A Preparação
Na pequena aldeia de Neve Branca, a época de Natal era sempre mágica. As luzes piscavam nas janelas e o cheiro de biscoitos recém-assados enchia o ar. Este ano, Tomás e Clara, dois amigos inseparáveis, tinham uma missão especial: dobrar guardanapos em forma de árvores de Natal para o jantar comunitário.
"Eu nunca fiz isso antes", confessou Tomás, enquanto observava Clara dobrar habilmente um guardanapo verde. Clara sorriu, com a confiança de quem já tinha dobrado muitos guardanapos para as festas da família.
"É fácil, Tomás! Olha, só precisas dobrar assim e depois assim", explicou, demonstrando cada passo com paciência. "Vês? Agora já parece uma árvore!"
Tomás tentou imitar os movimentos de Clara, mas o guardanapo teimava em não colaborar. "Acho que o meu guardanapo prefere ser uma bola de neve", riu-se Tomás, mostrando o amontoado de tecido.
"Não te preocupes, vamos conseguir juntos", encorajou Clara. "E, se não der certo, sempre podemos fazer um boneco de neve de guardanapo!"
O Encontro
Enquanto trabalhavam, Tiago e Sofia juntaram-se a eles. Sofia, que usava uma cadeira de rodas, aproximou-se com um sorriso. "Precisas de ajuda, Tomás? Sou uma especialista em dobrar guardanapos", brincou.
"Por favor, Sofia! Os guardanapos de Clara estão prestes a formar uma floresta, enquanto os meus... bem, os meus estão a iniciar um deserto", respondeu Tomás, sorrindo.
Tiago, sempre cheio de ideias, sugeriu: "E se fizéssemos uma competição? Quem dobrar mais árvores ganha um biscoito extra no jantar!"
"Boa ideia!", exclamou Clara. "Mas todos nós ganhamos de qualquer forma, porque estamos juntos."
Com risos e brincadeiras, o grupo começou a dobrar guardanapos. Sofia mostrou a Tomás um truque especial para alinhar as dobras, e logo ele estava a fazer árvores de Natal com facilidade. "Vês, Tomás? És um mestre das árvores!", elogiou Sofia.
A Surpresa
À medida que a tarde avançava, a pilha de guardanapos dobrados crescia. Tiago, que tinha um olho atento para os detalhes, reparou em algo curioso. "Está a nevar lá fora!", disse, apontando para a janela.
As crianças correram para a janela, maravilhadas com os flocos de neve que dançavam no ar. "É como se a natureza também estivesse a decorar para o Natal", disse Clara, com um olhar sonhador.
De repente, ouviram uma voz familiar. Era a Senhora Rosa, que organizava o jantar comunitário. "Meninos, que trabalho fantástico vocês fizeram! As árvores de guardanapos estão perfeitas."
"Obrigada, Senhora Rosa! Foi divertido trabalhar juntos", respondeu Sofia.
O Jantar
Naquela noite, o salão comunitário estava cheio de risos e alegria. As mesas estavam decoradas com as árvores de guardanapos que as crianças tinham dobrado. Todos comentavam como estavam bonitas.
"Vamos comer!", anunciou Tiago, enquanto os pratos começavam a ser servidos.
Durante o jantar, Clara levantou-se e fez um brinde. "Ao Natal e à amizade! Que possamos sempre nos ajudar e nos divertir juntos."

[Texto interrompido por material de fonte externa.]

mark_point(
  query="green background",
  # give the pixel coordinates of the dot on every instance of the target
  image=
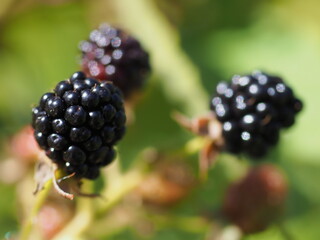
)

"À amizade!", repetiram todos, levantando os copos com suco de maçã.
O Final
Depois do jantar, enquanto todos se preparavam para ir embora, Tomás encontrou uma pequena etiqueta debaixo do seu prato. Ele leu em voz alta: "A verdadeira magia do Natal está na partilha e na amizade."
"Que lindo!", exclamou Sofia. "É mesmo verdade. Não importa quantas árvores de guardanapo dobramos, o importante é estarmos juntos."
Com os corações aquecidos e as gargalhadas ecoando no ar frio da noite, as crianças saíram para brincar na neve, sabendo que aquele Natal seria inesquecível.
E assim, com a neve a cair suavemente e os amigos unidos, a aldeia de Neve Branca celebrou um Natal repleto de amor e inclusão.